Université Paris Descartes, Sorbonne Paris Cité, and Assistance Publique-Hôpitaux de Paris, Hôpital Bicêtre, Unité d'Endocrinologie Pédiatrique, Le Kremlin Bicêtre, France.
PLoS One. 2011;6(10):e26516. doi: 10.1371/journal.pone.0026516. Epub 2011 Oct 18.
Congenital isolated adrenocorticotrophic hormone (ACTH) deficiency may be rare, but it could be an underestimated cause of neonatal death. Our objective was to shorten the time between first symptoms and diagnosis.
This single-centre retrospective case-cohort study was carried out on eight consecutive patients.

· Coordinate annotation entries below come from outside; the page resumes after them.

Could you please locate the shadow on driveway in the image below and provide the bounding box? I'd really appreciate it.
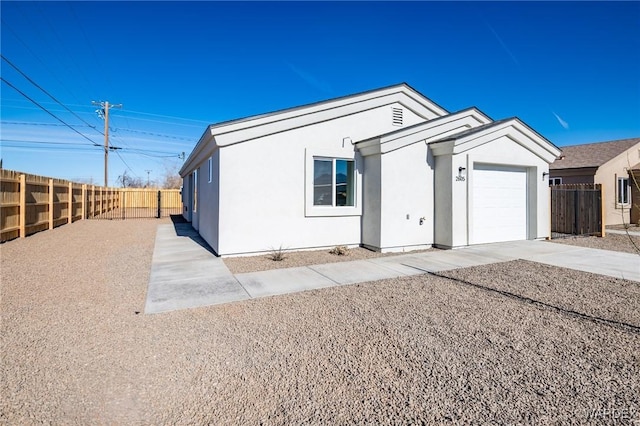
[170,214,218,256]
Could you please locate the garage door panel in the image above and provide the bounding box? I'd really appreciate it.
[471,165,527,244]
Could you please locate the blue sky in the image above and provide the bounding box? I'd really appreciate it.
[0,1,640,185]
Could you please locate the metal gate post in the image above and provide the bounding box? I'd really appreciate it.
[573,189,580,235]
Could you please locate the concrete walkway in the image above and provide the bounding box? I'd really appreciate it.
[145,223,640,314]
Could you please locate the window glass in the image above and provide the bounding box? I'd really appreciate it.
[618,178,629,204]
[336,160,354,206]
[313,160,333,206]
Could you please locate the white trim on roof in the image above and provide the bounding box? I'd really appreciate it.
[430,118,560,163]
[180,83,448,176]
[356,108,491,156]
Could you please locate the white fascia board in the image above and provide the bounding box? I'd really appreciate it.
[356,108,491,156]
[212,86,447,147]
[431,118,560,163]
[354,137,381,157]
[178,126,217,177]
[211,84,448,135]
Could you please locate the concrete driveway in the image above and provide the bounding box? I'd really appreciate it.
[145,223,640,314]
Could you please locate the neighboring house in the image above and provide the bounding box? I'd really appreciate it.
[549,138,640,225]
[180,84,560,256]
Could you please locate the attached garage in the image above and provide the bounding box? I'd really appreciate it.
[429,118,560,248]
[470,164,527,244]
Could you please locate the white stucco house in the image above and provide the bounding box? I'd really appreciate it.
[180,84,560,256]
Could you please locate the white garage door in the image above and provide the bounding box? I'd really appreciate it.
[471,164,527,244]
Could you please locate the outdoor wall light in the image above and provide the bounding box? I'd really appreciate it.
[456,166,467,182]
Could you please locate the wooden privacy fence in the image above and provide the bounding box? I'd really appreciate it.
[91,188,182,219]
[0,169,182,242]
[551,184,605,238]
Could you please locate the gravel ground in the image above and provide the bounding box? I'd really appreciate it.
[222,247,437,274]
[0,220,640,425]
[552,233,640,254]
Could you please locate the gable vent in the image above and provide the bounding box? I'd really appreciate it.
[391,107,402,126]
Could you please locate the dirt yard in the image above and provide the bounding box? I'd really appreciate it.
[552,233,640,255]
[0,220,640,425]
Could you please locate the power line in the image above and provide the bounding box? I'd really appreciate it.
[0,138,176,157]
[0,77,100,146]
[0,54,102,135]
[91,101,126,186]
[0,15,85,107]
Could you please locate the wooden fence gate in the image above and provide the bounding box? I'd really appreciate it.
[87,188,182,220]
[551,184,605,238]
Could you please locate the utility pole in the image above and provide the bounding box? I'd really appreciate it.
[91,101,122,187]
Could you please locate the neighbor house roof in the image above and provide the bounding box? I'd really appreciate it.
[549,138,640,170]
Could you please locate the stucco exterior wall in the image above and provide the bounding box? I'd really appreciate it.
[362,154,382,250]
[434,155,454,247]
[210,104,423,256]
[594,144,640,225]
[195,150,221,253]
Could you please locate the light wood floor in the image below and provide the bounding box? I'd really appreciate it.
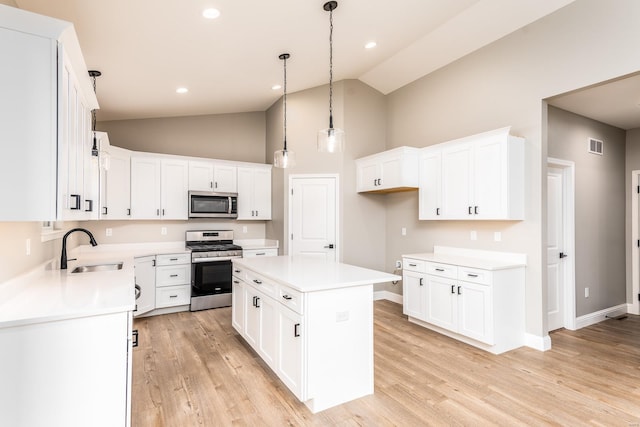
[132,301,640,427]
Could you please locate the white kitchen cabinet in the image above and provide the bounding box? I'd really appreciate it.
[356,147,420,193]
[189,161,238,193]
[133,255,156,317]
[98,140,131,220]
[403,249,525,354]
[238,165,271,220]
[419,128,524,220]
[0,312,132,427]
[131,155,189,220]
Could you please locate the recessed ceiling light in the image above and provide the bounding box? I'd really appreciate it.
[202,8,220,19]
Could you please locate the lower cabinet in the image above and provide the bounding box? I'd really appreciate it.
[403,258,525,354]
[0,312,132,427]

Two had the neonatal form and 6 the late onset form. Six were admitted to an intensive care unit at least once for seizures with hypoglycemia, major hypothermia, fever, and/or collapsus. The 2 neonatal cases presented with hypoglycemia and in a state of "apparent death" at birth or hypothermia (29°C) at 6 days. All 6 late onset cases had also been admitted to an emergency department 1-3 times, but had left hospital incorrectly diagnosed. Their first symptoms were noted at 3-12.3 years, and they were diagnosed at 3.3-14.4 years. All had hypoglycemia, and 4 had had seizures. The presenting symptoms were vomiting and/or abdominal pain, asthenia, irritability, difficulty with physical activities, and anorexia. The school performance of 4 deteriorated. Two underwent psychotherapy and treatment for depression, which was stopped when Hydrocortisone® replacement therapy began. The plasma concentrations in spontaneous hypoglycemia were: ACTH<5 to 17.1 pg/mL, with concomitant cortisol <3.5 to 37 ng/mL. The plasma dehydroepiandrosterone sulfate (DHAS) concentrations were low in the 7 evaluated. The coding sequence of TPIT was normal in all.
Several unexplained symptoms in a child, mainly gastro-intestinal symptoms and seizures due to hypoglycemia, may indicate ACTH deficiency. A low or normal basal plasma ACTH despite concomitant low cortisol at 8 a.m. and/or in spontaneous hypoglycemia, associated with low DHAS, in a patient not given corticosteroids is highly suggestive of ACTH deficiency. The isolated character of ACTH deficiency must be confirmed by determining the other hypothalamic-pituitary functions, and Hydrocortisone® replacement therapy initiated in emergency.
先天性孤立性促肾上腺皮质激素(ACTH)缺乏症可能很少见,但它可能是新生儿死亡被低估的原因。我们的目的是缩短从首次出现症状到确诊的时间。
这是一项在 8 名连续患者中进行的单中心回顾性病例对照研究。
2 例为新生儿型,6 例为晚发型。6 例因低血糖性癫痫、严重低体温、发热和/或虚脱至少一次入住重症监护病房。2 例新生儿病例在出生时表现为低血糖和“明显死亡”状态,或在 6 天时体温为 29°C。所有 6 例晚发型病例也曾因症状在 1-3 次到急诊就诊,但均被误诊出院。他们的首发症状为 3-12.3 岁,确诊时为 3.3-14.4 岁。所有患者均有低血糖,4 例有癫痫发作。首发症状为呕吐和/或腹痛、乏力、易激惹、体力活动困难和食欲不振。4 例的学习成绩下降。2 例接受了心理治疗和抑郁症治疗,当开始使用 Hydrocortisone®替代疗法时停止了治疗。自发性低血糖时的血浆浓度为:ACTH<5 至 17.1 pg/mL,同时皮质醇<3.5 至 37 ng/mL。7 例中评估的脱氢表雄酮硫酸酯(DHAS)浓度均较低。所有患者的 TPIT 编码序列均正常。
儿童出现的一些不明原因的症状,主要是胃肠道症状和低血糖性癫痫,可能提示 ACTH 缺乏。在未使用皮质激素的情况下,即使在上午 8 点和/或自发性低血糖时同时存在低皮质醇,而基础血浆 ACTH 水平低或正常,同时 DHAS 水平低,高度提示 ACTH 缺乏。必须通过确定其他下丘脑-垂体功能来确认孤立性 ACTH 缺乏症的特征,并在紧急情况下开始 Hydrocortisone®替代治疗。